Extract from “Somerset: The Complete Guide, 1994” by Robin Bush
RODE – This sizeable village north-east from Frome, was formerly known for its cloth manufacture and still has an industrial feel to its streets, although mellowed by time. Its name, usually spelt “Road” until officially changed to its modern form in 1919, means a clearing, probably within the great forest of Selwood when it was originally settled. Held by 7 Saxon thegns before the Norman Conquest, thereafter it became a single estate which, like so many other properties in the area, passed to the St Maur (Seymour) family at the beginning of the 15th century. In 1283 Lawrence de St Maur was granted a Thursday market and a three-day fair here, the latter, often known as Rode Revel, continuing until the 19th century. Indeed, there was formerly a local couplet which ran:
“Rode Revel, Beckington Rout, The Devil’s in Frome and cannot get out.”

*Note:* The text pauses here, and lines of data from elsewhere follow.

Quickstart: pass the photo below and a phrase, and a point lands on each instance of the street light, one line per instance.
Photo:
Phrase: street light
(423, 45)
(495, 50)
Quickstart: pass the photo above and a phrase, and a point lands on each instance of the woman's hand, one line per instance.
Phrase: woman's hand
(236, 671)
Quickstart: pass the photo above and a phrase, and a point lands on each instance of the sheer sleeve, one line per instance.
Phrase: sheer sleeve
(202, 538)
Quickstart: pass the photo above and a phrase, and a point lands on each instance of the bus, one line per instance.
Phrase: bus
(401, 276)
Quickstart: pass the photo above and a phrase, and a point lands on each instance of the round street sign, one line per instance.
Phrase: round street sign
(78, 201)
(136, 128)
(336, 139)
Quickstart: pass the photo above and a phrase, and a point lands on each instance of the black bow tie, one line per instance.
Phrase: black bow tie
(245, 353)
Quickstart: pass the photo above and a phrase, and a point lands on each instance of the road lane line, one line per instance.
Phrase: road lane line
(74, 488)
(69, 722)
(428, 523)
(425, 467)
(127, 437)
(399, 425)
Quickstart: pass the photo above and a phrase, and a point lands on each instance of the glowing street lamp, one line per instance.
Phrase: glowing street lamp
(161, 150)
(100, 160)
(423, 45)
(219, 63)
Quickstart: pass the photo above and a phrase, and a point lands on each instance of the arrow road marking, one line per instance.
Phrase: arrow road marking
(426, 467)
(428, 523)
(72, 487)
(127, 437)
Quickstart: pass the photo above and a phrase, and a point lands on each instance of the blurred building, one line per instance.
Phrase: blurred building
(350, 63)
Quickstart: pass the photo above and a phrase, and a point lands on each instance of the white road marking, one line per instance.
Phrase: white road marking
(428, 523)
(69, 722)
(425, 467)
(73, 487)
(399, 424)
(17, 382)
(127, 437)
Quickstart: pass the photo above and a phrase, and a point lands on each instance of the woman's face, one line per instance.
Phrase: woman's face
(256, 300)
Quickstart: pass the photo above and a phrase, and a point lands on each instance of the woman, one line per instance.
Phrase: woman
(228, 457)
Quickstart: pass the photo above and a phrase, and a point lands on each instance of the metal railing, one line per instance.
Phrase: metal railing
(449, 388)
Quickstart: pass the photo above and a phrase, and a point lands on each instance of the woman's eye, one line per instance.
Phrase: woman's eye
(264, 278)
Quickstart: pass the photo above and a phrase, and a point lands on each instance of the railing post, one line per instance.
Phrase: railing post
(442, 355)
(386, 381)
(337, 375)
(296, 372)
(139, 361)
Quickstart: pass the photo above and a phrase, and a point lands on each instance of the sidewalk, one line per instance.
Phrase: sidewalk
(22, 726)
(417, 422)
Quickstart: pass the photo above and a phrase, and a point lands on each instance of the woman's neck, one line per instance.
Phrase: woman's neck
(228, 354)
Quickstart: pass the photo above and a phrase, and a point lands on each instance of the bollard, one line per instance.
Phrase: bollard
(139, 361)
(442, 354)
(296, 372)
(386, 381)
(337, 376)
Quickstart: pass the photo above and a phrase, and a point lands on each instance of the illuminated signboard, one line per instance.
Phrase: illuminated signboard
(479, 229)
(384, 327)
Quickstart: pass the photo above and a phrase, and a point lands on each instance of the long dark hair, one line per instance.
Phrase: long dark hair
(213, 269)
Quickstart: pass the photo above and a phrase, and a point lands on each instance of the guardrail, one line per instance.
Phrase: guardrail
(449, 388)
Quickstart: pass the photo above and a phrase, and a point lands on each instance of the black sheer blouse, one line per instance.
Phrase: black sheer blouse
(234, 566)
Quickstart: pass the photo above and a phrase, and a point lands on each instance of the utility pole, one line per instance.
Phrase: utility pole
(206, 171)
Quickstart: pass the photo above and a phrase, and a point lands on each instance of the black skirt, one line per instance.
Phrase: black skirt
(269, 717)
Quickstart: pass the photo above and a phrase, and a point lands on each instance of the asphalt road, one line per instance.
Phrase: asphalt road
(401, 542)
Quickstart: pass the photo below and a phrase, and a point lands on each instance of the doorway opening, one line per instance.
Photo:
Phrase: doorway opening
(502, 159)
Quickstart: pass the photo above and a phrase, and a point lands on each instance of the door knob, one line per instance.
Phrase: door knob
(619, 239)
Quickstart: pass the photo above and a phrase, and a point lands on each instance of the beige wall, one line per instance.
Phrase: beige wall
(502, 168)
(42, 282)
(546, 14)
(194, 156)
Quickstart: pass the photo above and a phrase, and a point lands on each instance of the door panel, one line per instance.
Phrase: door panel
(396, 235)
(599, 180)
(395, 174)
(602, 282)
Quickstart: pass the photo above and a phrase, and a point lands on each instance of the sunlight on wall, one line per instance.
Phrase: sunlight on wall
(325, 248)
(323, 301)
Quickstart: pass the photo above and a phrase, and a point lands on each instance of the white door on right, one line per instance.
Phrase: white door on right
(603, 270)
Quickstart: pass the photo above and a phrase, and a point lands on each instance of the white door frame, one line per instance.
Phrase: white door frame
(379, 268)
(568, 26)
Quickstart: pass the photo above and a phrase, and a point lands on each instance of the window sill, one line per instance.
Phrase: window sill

The manor descended like Castle Cary from the St. Maurs to the Zouches, but later was divided between co-heiresses. The property known as Northfield House and later as Rode Manor at the western approach to the village was built by a Bristol merchant, Edward Andrews, who bought the estate in 1737. Subsequently held by the Pooll and Batten-Pooll families, the house was sold in 1954 and largely demolished. The grounds, however, were opened as Tropical Bird Gardens by Donald and Betty Risdon in 1962, and provide 17 acres of ornamental trees and shrubs, a chain of lakes, and over 1,200 exotic birds of 240 different species. There is a cafeteria, pets’ corner and, since 1988, a narrow gauge woodland steam railway. Nearby, at the bridge, are attractive early Georgian stables and an elaborate summer house. Rode also formerly boasted two chalybeate springs, complete with a pump room, and in 1746 Benjamin Edwards was advertising Rode mineral water in Bath.
There were several mills here in 1086, powered by the River Frome, and one called “Scuttysmyll”, evidently at Scutt’s Bridge, was held by a Beckington clothier in 1535. The manufacture of cloth reached its height in the 18th and early 19th centuries. A fire in the workhouses of Thomas Whittaker, clothier and dyer, threw hundreds out of work in 1764. Wheelers of Rode were even supplying fulling stocks to Yorkshire mills in 1793 and Rocabella Mill (closed c1904) at Scutt’s Bridge is credited with devising the colour Royal blue for George III.
The church of St Laurence stands at the south-eastern end of the village and is mainly Perpendicular with a 14th century south doorway, although all heavily restored in 1874. Wills record a chapel of St Etheldreda in 1405 and an image of the patron saint in 1485. A copy of an intriguing painting is exhibited showing the old ceremony of “clipping” the church, when on every Shrove Tuesday the parishioners linked hands and danced around the building, ending with a great shout to drive away the Devil for the ensuing year. Is there a link with the name of a long barrow to the east of the church, known locally as the Devil’s Bed and Bolster? At Rode Hill on the north side of the village (formerly part of North Bradley in Wilts) the incredibly turreted Christ Church was built in 1824 to the design of H. E. Goodridge, Archdeacon Daubeney of Salisbury providing a third of the cost and most of the enthusiasm. Rode has a strong nonconformist tradition and was regularly visited by John Wesley.
Rode Hill House, later known as Langham House, was the scene of a notorious and apparently motiveless murder in 1860, when 16-year-old Constance Kent slit the throat of her 3-year-old half-brother and stuffed his body down the outside privy. The murder went unsolved until Constance confessed in 1865, her death sentence was commuted to life and she later emigrated to Australia under an assumed name, becoming matron of a nurses’ hostel and dying at the age of 100 in 1944.